Problems of the Married Priest?



I found this interesting, please read the entire article by Father Wilson. But I did want to comment about some of the objections.



1)Living off campus. This already is happening in many dioceses in the US with the celibate clergy.



2) Office hours. Ditto and for some years. I remember when the pastor in my parish posted office hours in the 1970's people were scandalized. But now this is pretty standard. A married priest can respond to an emergency just as well as a celibate one. Do we think that parents don't respond to the emergencies of their children if they don't occur during "office hours." Ever hear of doctors, dentists, etc responding to emergencies. The fact is I know of plenty of cases where celibate clergy haven't been available in emergencies, have been impossible to reach (employing answering services off campus, etc.) This is a red herring.
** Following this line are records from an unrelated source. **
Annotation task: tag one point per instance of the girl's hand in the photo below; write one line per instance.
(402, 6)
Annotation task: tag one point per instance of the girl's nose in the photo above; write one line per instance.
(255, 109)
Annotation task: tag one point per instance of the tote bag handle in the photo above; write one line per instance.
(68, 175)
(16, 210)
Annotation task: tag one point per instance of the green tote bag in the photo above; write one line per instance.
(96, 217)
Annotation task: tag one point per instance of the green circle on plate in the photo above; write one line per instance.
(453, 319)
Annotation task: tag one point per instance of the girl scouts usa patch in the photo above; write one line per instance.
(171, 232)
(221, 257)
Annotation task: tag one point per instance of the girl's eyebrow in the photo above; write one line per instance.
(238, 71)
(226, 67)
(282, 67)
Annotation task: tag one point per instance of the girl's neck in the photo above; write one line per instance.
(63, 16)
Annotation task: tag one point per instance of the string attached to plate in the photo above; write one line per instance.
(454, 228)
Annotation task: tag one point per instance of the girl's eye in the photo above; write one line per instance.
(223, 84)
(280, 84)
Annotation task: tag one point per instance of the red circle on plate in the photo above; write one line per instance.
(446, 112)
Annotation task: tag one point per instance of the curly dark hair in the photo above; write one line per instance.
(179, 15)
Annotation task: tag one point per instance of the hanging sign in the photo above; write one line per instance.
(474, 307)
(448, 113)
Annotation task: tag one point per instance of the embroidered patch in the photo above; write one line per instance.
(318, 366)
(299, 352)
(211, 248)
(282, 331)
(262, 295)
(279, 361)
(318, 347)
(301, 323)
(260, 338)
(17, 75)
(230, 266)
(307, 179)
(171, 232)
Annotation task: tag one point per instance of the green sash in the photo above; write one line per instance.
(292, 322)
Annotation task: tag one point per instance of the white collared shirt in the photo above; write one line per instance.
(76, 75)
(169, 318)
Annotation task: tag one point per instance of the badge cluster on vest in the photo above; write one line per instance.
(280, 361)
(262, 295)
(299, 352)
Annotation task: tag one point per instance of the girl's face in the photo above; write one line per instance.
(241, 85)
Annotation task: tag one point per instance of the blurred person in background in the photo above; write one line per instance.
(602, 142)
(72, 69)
3). Divorced Priests. Father mentions one that he thinks exists in TN. I wonder how many people are aware of the presence of not a few "celibate" priests who were once married and have divorced. There are divorced priests serving right now, a few have been very public about it, a pastor in a large Florida parish had an article written about his strange path to ordination a few years ago.



4) Compensation. Another red herring. Almost every parish in the country now employs a heft staff of married people to function as business managers, DRE's, Youth Ministers etc. The average salary of celibate priests is $18,000 including food and housing, plus stipends for weddings, funerals and other additional means. Parishes can afford and in fact do pay out a lot more than is commonly realized. Recently a "celibate" priest in Florida was jailed for having embezzled $400, 000 dollars over a period of three years in a rather small parish. This went unnoticed until an audit of the parish. If a parish of that size didn't miss that much money, I think it is clear that this is a non issue.



Father Wilson rightly notes that there have always been married clergy in the Church and that this is not an innovation. It is something that has been the exception in the West but it is nothing akin to other issues that it often gets lumped with that are clearly against the tradition of the Church.



Anyway give it a read.



From The Wanderer, Father Joseph Wilson:



"For one thing, Catholics would need to get used to their priests living off-campus (in the northeast at least, this is still unusual), away from the parish plant, and many priests serving in troubled areas would be living significantly far away in places where they could raise their families. Compensation would have to be looked at, stewardship and Catholics’ poor level of giving addressed. In Protestant congregations, typically far smaller than ours, individual parishioners know that if they do not give significantly, their churches will not be able to afford a full program and, likely, a pastor. Catholics who are members of large congregations can avoid feeling that same responsibility.



Catholics would have to get used to the fact that their priest would have something approaching 'business hours,' and live with the consequence of troubled clergy families if they didn’t. We’d also have to face the fact of clergy family divorce (there already is a divorced Catholic priest, I think in Tennessee — a married former Episcopal priest who divorced after being received into the Church and ordained)."